During the research, scientists found that lithium batteries expose over 100 toxic gases, which includes carbon monoxide. These gases can cause serious irritations to the skin, eyes, and nasal passages in addition to harming the natural environment.

The researchers are of the view that many people are unaware of the potential dangers of overheating. Moreover, it is not advisable to make use of third-party chargers to supply power to their smartphones because of compatibility issues. They found that lithium-ion batteries are replaced in two billion consumer gadgets every year.

Commenting on the development, Jie Sun, lead author and professor at the Institute of NBC Defence revealed that lithium-ion batteries are being actively promoted by many governments all over the world. This is because they are regarded as a viable energy solution to power everything from electric vehicles to mobile gadgets.

Since the lithium-ion battery is used by millions of families worldwide, it is essential to know about the risks involved in the use of the batteries, adds Sun.

Such dangerous substances, in particular, carbon monoxide, have the potential to cause serious harm within a short period of time if they leak inside a small, sealed environment, such as the interior of a car or an airplane compartment.

According to Sun, a fully charged battery will release several toxic gases than a battery which is half charged.
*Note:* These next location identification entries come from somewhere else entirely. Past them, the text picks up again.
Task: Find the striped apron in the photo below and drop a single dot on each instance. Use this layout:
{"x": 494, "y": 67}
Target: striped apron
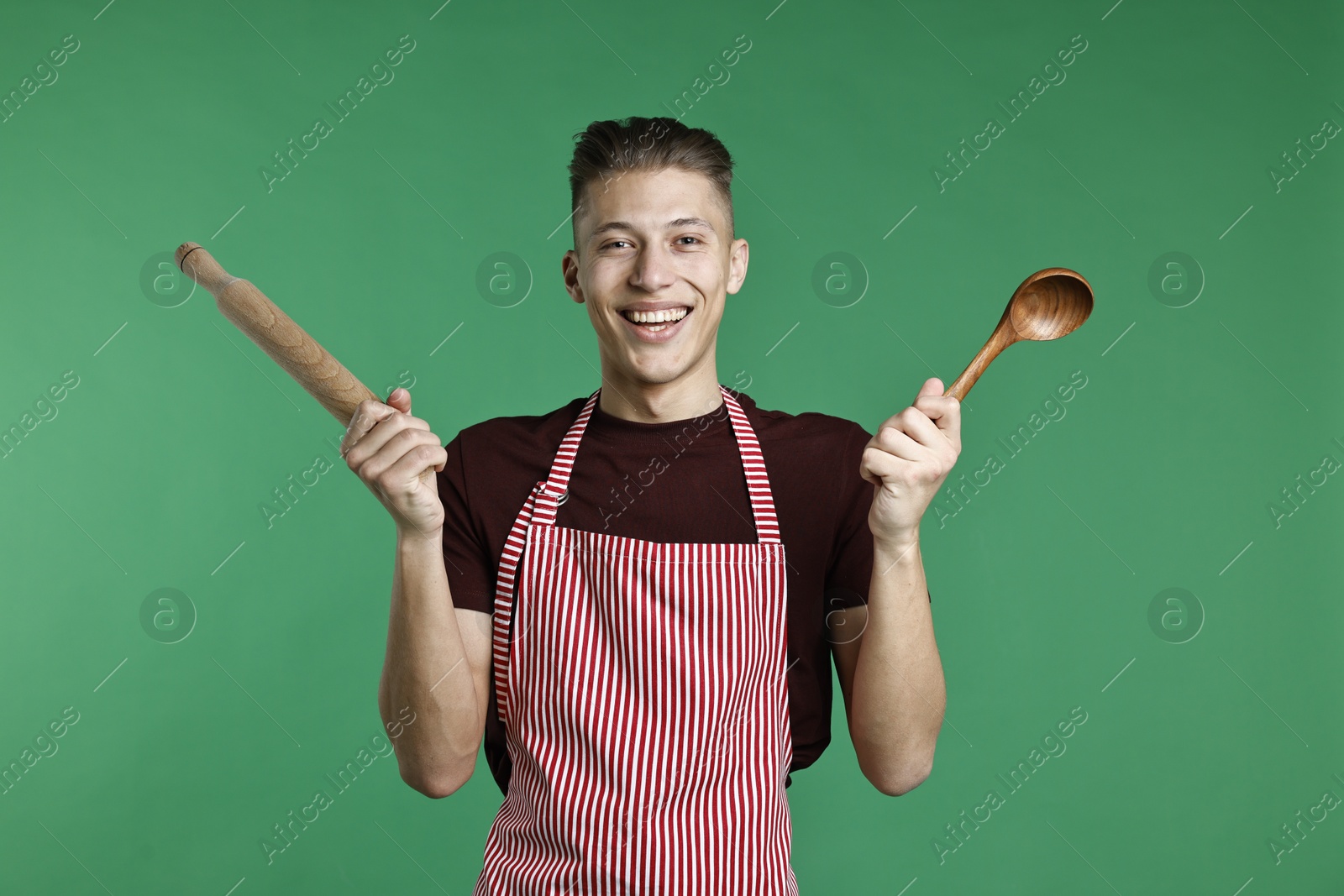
{"x": 643, "y": 688}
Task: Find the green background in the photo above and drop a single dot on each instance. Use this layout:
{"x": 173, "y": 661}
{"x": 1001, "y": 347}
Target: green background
{"x": 1160, "y": 476}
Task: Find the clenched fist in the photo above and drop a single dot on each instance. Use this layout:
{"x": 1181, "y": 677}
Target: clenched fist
{"x": 907, "y": 461}
{"x": 396, "y": 456}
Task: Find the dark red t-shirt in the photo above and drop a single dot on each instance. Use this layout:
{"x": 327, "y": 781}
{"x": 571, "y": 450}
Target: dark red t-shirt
{"x": 676, "y": 483}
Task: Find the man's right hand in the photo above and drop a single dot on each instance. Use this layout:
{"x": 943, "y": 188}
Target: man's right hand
{"x": 396, "y": 456}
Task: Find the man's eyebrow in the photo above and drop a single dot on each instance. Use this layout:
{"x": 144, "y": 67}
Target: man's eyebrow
{"x": 671, "y": 224}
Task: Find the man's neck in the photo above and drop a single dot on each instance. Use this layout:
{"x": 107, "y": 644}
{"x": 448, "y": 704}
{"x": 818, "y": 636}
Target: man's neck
{"x": 694, "y": 394}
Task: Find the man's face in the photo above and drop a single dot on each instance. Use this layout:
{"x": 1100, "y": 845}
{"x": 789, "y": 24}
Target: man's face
{"x": 654, "y": 262}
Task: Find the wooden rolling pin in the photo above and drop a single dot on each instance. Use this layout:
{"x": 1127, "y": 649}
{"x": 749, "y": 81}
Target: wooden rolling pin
{"x": 312, "y": 365}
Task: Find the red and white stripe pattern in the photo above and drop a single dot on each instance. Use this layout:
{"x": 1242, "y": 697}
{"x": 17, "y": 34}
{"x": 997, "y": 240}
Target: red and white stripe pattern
{"x": 645, "y": 701}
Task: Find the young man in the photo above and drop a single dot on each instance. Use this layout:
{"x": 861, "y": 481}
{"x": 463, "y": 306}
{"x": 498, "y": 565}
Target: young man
{"x": 636, "y": 597}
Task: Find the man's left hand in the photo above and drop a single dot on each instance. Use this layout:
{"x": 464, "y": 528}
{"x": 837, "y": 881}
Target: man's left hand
{"x": 907, "y": 461}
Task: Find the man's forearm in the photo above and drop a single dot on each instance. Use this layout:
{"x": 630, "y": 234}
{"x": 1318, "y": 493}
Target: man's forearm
{"x": 900, "y": 696}
{"x": 427, "y": 679}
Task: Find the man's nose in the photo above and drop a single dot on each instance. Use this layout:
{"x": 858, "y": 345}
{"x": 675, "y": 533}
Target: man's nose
{"x": 652, "y": 269}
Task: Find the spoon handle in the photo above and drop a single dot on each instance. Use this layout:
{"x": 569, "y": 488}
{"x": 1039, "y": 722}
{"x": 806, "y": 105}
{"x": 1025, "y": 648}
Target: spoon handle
{"x": 998, "y": 342}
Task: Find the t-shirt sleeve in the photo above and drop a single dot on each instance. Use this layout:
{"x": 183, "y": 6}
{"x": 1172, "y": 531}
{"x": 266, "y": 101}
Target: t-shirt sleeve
{"x": 850, "y": 574}
{"x": 470, "y": 574}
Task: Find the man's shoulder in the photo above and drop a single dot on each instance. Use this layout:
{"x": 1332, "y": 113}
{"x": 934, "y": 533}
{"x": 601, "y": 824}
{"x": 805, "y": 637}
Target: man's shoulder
{"x": 811, "y": 426}
{"x": 523, "y": 426}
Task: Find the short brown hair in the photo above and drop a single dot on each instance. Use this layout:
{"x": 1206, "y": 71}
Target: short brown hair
{"x": 616, "y": 147}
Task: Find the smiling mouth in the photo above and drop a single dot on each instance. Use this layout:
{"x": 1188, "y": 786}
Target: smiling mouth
{"x": 656, "y": 322}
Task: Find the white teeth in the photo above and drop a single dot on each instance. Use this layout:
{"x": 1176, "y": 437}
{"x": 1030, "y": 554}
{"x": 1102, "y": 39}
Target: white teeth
{"x": 656, "y": 317}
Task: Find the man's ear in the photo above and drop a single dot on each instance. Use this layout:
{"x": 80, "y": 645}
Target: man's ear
{"x": 738, "y": 258}
{"x": 570, "y": 271}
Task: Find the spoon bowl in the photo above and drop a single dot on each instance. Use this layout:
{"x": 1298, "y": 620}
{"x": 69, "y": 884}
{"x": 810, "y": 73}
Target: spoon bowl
{"x": 1052, "y": 302}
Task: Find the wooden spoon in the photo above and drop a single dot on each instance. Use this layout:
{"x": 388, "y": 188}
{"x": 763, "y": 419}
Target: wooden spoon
{"x": 1048, "y": 304}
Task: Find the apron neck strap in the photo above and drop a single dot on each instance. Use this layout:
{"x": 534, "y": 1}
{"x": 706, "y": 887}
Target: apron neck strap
{"x": 554, "y": 490}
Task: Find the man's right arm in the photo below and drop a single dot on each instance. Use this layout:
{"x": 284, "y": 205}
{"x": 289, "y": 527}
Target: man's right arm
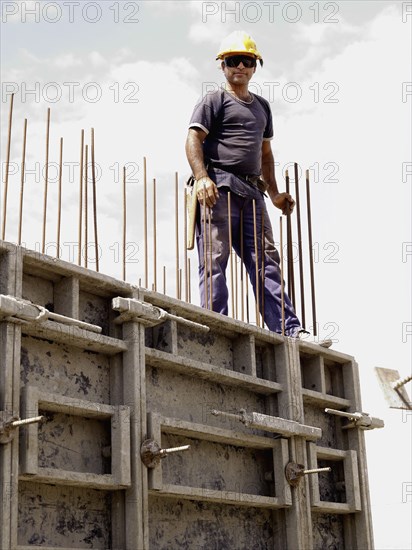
{"x": 194, "y": 152}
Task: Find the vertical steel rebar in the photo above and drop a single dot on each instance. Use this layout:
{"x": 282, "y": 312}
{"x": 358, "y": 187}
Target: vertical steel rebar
{"x": 79, "y": 256}
{"x": 206, "y": 288}
{"x": 282, "y": 284}
{"x": 59, "y": 200}
{"x": 236, "y": 285}
{"x": 154, "y": 238}
{"x": 263, "y": 268}
{"x": 46, "y": 182}
{"x": 189, "y": 283}
{"x": 6, "y": 175}
{"x": 302, "y": 288}
{"x": 124, "y": 222}
{"x": 96, "y": 242}
{"x": 177, "y": 234}
{"x": 145, "y": 243}
{"x": 256, "y": 265}
{"x": 185, "y": 243}
{"x": 229, "y": 218}
{"x": 289, "y": 247}
{"x": 23, "y": 164}
{"x": 86, "y": 207}
{"x": 209, "y": 219}
{"x": 312, "y": 271}
{"x": 242, "y": 303}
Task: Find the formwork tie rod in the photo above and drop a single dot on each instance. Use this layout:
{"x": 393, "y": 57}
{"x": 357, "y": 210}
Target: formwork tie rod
{"x": 7, "y": 428}
{"x": 294, "y": 472}
{"x": 151, "y": 453}
{"x": 274, "y": 424}
{"x": 358, "y": 420}
{"x": 24, "y": 310}
{"x": 148, "y": 314}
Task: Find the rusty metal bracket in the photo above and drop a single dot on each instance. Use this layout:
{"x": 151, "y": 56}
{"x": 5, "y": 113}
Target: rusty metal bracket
{"x": 294, "y": 472}
{"x": 8, "y": 427}
{"x": 151, "y": 453}
{"x": 393, "y": 388}
{"x": 274, "y": 424}
{"x": 23, "y": 311}
{"x": 148, "y": 314}
{"x": 358, "y": 420}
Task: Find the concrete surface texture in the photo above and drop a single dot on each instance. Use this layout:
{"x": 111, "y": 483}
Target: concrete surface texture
{"x": 247, "y": 401}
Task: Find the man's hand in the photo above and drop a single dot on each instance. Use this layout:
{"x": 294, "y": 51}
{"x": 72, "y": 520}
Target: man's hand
{"x": 207, "y": 189}
{"x": 284, "y": 202}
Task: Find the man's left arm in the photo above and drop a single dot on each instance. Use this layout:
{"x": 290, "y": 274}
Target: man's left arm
{"x": 283, "y": 201}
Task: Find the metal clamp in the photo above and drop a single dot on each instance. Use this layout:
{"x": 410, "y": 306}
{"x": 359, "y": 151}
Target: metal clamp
{"x": 358, "y": 420}
{"x": 8, "y": 427}
{"x": 393, "y": 387}
{"x": 151, "y": 453}
{"x": 294, "y": 472}
{"x": 148, "y": 314}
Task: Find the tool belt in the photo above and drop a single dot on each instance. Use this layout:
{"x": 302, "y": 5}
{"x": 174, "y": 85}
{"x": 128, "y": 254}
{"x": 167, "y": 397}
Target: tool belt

The more you charge the battery, the more is the risk of overheating and explosion.

If you look at the Samsung Galaxy Note 7 fiasco, the battery was the main culprit since it emitted a huge amount of heat in such a way that to cause explosions.

To fix the problems associated with batteries, you need to identify the gases produced and the reasons for their emission. This will enable manufacturers to take the required steps to reduce toxic emissions since lithium-ion batteries are used worldwide.